[sf-lug] Ubuntu project for the housing project - latest info

Rick Moen rick at linuxmafia.com
Wed Jun 20 16:32:17 PDT 2007


Quoting Jeff Bragg (jackofnotrades at gmail.com):

> If they knew exactly what they needed and could communicate that
> clearly, I would disagree that one day is unrealistic (with the right
> resources, e.g. a KVM switch and several copies of installation discs,
> and a clear plan I could do that many in a single day all by myself).
> However, since neither of those seem to be the case, I agree that one
> day may not be realistic (especially if we're talking about multiple
> distros).

I think logically you'll want to start with:

1) a long, careful, and skeptical discussion with Tami Griffiths and
whoever is relevant management at the cited "computer learning room at a
housing project in the Lower Haight", to find out what they want to do,
for what users and with what needs, and what sort of mandate (if any)
exists to keep those installations going when you're done.

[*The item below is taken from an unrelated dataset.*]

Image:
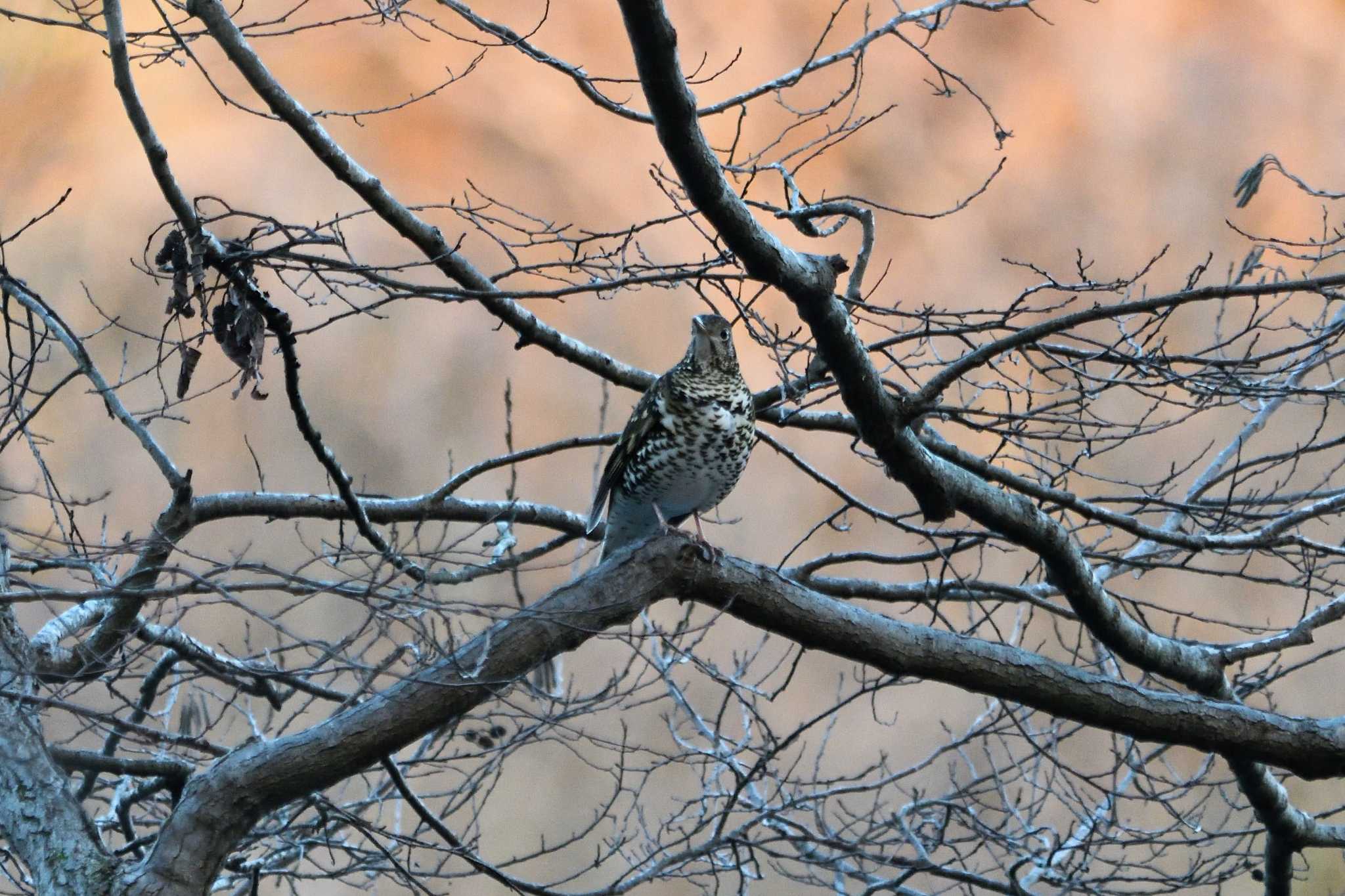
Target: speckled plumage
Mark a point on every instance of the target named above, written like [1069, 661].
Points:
[686, 444]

Kami is quoted as saying she wants to "start classes there for school
kids", featuring OpenOffice.org -- which is a start, but what does the
intended teaching environment look like.  Has it been prototyped and
tried out on a test learner?  If not, shouldn't that happen first?

Note the bit about ongoing mandate:  The history of volunteer Linux work
is festooned with intensively worked-on projects that got almost
immediately junked for lack of meaningful buy-in from sponsoring agencies.
Their attitude was:  "One of our staff wants to supervise you working
yourself to death over a couple of weekend, and it won't cost us a cent,
and it might result in free usable computers in a fashion we don't even
begin to understand?  Cool, go to it!"  But a month later, the Executive
Director's nephew blows away all the machines and reinstalls with his
old pirated W2k CD, because otherwise he can't run World of Warcraft on
them.

Computer geeks tend to obsessively delve straight into technological
fine points when there are key discussions about the nature and scope of
the project that badly need to occur first.  That would be a grave
mistake, here.


2) a physical survey of the (unspecified number of) keyboardless,
monitorless, mouseless Dell Optiplex Gx150 boxen to verify their
condition and usefulness.  (They sound fine, but one should check.)